General disorders and administration site conditions: common – inflammation, pain; uncommon – thrombophlebitis, injection site pain.
Meropenem is indicated for children aged 3 months and older. There are no data suggesting an increased risk of adverse reactions in pediatric patients based on the limited available data. All reported events corresponded to adverse reactions observed in adult patients.
Shelf life. 3 years.
Storage conditions.
Store in the original packaging at a temperature not exceeding 25 °C.
Keep out of the reach of children.
One vial is intended for single use only.
Standard aseptic techniques should be used during reconstitution and administration.
The solution should be shaken before use.
Any unused medicinal product or waste material must be disposed of in accordance with local requirements.
Incompatibilities.
Dipanem should not be mixed or added to other medicinal products.
Dipanem intended for intravenous bolus injection should be reconstituted with sterile water for injections.
Meropenem in vials for intravenous infusion may be directly reconstituted with 0.9% sodium chloride solution or 5% glucose solution for infusion.
Packaging. Glass vials stoppered with a rubber plug and sealed with an aluminum crimp cap equipped with a flip-off cap providing tamper-evident protection.
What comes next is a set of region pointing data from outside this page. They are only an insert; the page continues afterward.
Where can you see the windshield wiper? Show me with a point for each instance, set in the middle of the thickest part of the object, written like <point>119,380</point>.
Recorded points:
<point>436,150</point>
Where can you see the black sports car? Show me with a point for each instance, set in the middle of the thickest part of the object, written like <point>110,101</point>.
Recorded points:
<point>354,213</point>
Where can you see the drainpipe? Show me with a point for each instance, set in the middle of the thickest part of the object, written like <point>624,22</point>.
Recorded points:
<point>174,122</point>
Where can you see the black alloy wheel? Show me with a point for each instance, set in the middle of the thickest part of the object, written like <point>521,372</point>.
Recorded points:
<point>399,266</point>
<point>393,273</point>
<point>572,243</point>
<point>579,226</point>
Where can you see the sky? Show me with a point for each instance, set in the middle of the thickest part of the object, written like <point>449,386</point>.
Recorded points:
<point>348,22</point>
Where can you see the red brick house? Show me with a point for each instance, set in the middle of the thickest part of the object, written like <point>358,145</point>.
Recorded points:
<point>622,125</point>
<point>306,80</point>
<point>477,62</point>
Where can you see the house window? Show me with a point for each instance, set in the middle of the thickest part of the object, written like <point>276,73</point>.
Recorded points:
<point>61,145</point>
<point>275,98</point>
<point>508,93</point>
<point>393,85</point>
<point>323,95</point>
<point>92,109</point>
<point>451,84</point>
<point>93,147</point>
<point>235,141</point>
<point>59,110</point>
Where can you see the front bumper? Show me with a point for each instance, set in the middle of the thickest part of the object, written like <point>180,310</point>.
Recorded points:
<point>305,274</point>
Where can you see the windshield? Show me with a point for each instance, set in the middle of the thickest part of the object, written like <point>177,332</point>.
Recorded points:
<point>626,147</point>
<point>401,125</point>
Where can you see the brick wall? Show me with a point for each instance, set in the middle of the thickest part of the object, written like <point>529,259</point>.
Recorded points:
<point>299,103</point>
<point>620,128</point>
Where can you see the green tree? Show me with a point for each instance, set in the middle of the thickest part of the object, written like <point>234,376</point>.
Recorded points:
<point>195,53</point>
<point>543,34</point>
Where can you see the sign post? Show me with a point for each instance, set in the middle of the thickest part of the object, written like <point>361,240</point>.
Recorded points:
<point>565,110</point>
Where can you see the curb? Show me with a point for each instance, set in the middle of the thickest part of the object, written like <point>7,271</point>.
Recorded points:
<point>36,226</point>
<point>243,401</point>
1 vial or 10 vials per cardboard box.
Prescription status. Prescription only.
Manufacturer.
ANFARM HELLAS S.A.
ANFARM HELLAS S.A.
Manufacturer's address.
61st km National Road Athens-Lamia, Schimatari Viotia, 32009, Greece.
61st km NAT. RD. ATHENS-LAMIA, Schimatary Viotias, 32009, Greece.
Marketing Authorisation Holder.
M.BIOTECH LIMITED.
M.BIOTECH LIMITED.
Address of the Marketing Authorisation Holder.
Gladstone House, 77-79 High Street, Egham TW20 9HY, Surrey, United Kingdom.
Gladstone House, 77-79 High Street, Egham TW20 9HY, Surrey, United Kingdom.